Let's say we hit, let's not do that. Let's do 50. We can say, "Okay, when we predict 50, what is the true value likely to be here?" 49.694. We're over-predicting. Then two nifty numbers there you get instantly is the lower 95% confidence interval and the upper 95% confidence interval. This is just one way of looking how well your model is predicting in real-time with datasets. They're a very useful tool here.

Now, Model Deployment. We have some really cool components of the profiler, which are helpful for agricultural yields in particular, and anyone who's looking to predict something in the future and there's various factors coming in at different times of the year, we can use the model simulator for forecasting possible scenarios in the future, which I'm going to show you here.

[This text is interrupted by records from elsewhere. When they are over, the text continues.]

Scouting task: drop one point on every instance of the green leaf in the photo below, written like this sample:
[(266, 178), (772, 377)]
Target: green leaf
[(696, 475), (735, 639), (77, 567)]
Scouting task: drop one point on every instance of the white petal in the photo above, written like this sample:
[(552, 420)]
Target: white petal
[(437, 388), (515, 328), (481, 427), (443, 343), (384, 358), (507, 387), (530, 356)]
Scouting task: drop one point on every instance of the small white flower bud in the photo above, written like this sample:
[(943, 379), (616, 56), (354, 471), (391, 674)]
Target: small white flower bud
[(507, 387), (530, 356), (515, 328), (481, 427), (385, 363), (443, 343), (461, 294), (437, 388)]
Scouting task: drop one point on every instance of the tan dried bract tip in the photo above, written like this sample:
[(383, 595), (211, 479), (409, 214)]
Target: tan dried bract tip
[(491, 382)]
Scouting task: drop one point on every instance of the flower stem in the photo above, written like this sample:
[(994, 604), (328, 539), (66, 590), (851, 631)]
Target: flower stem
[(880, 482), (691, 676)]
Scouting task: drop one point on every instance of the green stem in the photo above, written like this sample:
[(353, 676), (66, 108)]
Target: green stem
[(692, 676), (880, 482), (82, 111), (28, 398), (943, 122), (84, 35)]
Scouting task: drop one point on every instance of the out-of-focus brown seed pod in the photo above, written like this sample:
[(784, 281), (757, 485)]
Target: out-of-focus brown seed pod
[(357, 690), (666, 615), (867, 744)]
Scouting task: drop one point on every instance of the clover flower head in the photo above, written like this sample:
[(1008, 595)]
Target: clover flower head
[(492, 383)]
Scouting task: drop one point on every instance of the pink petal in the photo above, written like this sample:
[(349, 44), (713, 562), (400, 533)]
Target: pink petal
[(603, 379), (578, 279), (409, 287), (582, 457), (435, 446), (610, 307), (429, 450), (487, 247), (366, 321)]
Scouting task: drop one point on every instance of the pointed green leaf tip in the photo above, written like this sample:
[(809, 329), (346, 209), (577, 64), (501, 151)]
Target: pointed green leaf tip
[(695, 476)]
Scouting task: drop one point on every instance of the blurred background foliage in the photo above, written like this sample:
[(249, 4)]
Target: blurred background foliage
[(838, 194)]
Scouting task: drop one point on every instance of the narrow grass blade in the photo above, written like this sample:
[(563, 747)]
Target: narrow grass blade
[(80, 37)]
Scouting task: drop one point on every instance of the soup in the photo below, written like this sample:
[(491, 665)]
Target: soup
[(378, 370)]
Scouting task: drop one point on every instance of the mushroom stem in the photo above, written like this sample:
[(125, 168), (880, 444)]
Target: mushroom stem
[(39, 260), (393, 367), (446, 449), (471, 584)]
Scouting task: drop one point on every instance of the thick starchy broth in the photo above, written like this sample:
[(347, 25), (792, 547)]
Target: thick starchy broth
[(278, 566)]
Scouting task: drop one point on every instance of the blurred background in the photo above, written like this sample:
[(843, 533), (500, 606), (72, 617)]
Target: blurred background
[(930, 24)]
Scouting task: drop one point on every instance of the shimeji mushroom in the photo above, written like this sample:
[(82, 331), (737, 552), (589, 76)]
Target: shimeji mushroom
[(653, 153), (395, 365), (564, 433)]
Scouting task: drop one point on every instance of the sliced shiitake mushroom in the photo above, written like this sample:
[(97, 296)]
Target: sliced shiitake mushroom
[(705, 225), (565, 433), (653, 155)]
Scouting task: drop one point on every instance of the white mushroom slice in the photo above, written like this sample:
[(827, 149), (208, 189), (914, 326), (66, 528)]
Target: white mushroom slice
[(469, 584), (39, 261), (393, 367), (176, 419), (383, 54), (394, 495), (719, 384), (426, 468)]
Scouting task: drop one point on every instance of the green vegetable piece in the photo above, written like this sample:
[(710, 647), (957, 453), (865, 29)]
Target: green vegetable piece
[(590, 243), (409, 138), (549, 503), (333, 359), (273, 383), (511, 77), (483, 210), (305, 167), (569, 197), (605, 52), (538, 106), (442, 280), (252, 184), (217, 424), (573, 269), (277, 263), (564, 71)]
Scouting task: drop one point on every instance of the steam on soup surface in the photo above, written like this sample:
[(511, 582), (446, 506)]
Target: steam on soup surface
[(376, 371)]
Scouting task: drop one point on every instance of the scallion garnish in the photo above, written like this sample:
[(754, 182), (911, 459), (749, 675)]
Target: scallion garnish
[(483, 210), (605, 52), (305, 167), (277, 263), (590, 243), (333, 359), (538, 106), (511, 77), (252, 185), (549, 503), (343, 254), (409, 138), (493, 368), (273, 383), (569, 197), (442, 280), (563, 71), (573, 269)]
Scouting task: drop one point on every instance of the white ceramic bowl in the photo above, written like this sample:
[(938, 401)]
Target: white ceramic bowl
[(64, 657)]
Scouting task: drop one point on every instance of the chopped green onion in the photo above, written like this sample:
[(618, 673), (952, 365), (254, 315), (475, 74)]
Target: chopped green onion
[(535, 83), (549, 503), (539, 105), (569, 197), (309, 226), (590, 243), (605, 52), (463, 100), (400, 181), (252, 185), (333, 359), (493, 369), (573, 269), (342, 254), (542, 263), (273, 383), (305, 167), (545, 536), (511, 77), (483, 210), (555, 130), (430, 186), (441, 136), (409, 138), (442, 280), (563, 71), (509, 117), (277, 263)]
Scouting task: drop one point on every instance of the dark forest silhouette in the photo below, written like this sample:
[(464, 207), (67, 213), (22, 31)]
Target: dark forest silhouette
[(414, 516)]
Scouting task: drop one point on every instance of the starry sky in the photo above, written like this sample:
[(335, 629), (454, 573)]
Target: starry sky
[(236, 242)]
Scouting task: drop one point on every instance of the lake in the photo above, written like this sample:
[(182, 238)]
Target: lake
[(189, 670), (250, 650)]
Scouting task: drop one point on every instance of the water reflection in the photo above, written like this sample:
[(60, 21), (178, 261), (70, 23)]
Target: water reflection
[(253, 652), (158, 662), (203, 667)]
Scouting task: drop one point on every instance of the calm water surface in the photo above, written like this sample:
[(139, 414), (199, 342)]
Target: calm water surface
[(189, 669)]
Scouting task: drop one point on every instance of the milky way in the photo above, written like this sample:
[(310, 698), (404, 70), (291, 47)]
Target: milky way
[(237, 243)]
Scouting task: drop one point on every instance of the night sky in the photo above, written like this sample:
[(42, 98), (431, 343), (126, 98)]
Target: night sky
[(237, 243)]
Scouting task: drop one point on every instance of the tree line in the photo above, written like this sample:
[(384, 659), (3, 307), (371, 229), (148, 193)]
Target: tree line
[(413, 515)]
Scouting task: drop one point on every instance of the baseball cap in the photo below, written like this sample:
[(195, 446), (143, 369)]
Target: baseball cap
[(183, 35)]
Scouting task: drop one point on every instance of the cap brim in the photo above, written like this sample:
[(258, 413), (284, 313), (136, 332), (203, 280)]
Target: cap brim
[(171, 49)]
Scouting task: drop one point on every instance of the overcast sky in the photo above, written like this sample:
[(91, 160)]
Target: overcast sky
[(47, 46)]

Let's say, here we have our model. Let's go down to the Profiler. Now, how can we use this in terms of agriculture? If you see here, we've got the three different sites. We have different variables that are coming in at different times in the year. Let's go to Simulator. We can change all of these to random. A number is... If we hold shift here and then keep holding Shift, click Shift, not Shift, Control. Here we go. Hold Control, click, go to Random.

You can see here we're going to now have the option to... Just make it a bit smaller. We're going to have the option to randomly generate runs of the model down below here. Number of runs, 10,000. We can change this to whatever number you see fit. Let's go 10,000. You have the option to add noise. Let's say we are in the month of March. Some of these variables here are before March. In March, we can assess, OK.

The accumulated global radiation in March was actually 60,000. We fix that value in, and all of the rest of the values, we can leave it random, and we can then run 10,000 iterations of the model using the mean and standard deviation. We're going to create more values around the mean and less at the extremes. But if we were to do that, we can then simulate it to table, make a huge dataset. We can also, which can be very useful, run potential scenarios Let's say we go to normal censored here. We want to exclude certain parts of the dataset. Here we want to exclude values below 20 and values above 30. Enter.

You can see here we've now censored distribution. We're removing any possibility of reaching these values on the extreme. We can do that even more so. We can chop the data off and go through scenarios of what may occur, simulate that. Now we've got all of our potential outcomes. Make table. From here, analyze, distribution. We can add in the yield. OK. Now we have an output of our model generated values with those 10,000 runs of what may occur.

Now you can see at the mean, 53, median, 52.96. The most likely scenario in this case with the values we entered was around 53. You can see the probability nicely displayed here. You can copy this column, paste it to wherever you need as an output, and start graphing different outcomes based on different inputs to the model, which is very useful in predicting future yields with different summer weather scenarios, and to make sure that all possible scenarios are included in the analysis. Let's go back to our Excel.

Just to summarize, JMP is an all-in-one platform that you can build predictive models in. For many different business cases, we've shown some agricultural insights here, I guess. But this whole process is very applicable to any use case where we're trying to predict something out in the future. It allows businesses often who have very vast datasets that are not utilizing to the full extent, they can be combined, explored, and we can uncover the hidden trends that are really in there to allow for data-driven decision-making in the future. But one thing that's really important is, it relies on having enough good quality data to produce a good model. I hope some of that was useful to you. If you have any questions, feel free to reach out. That was everything. Thank you.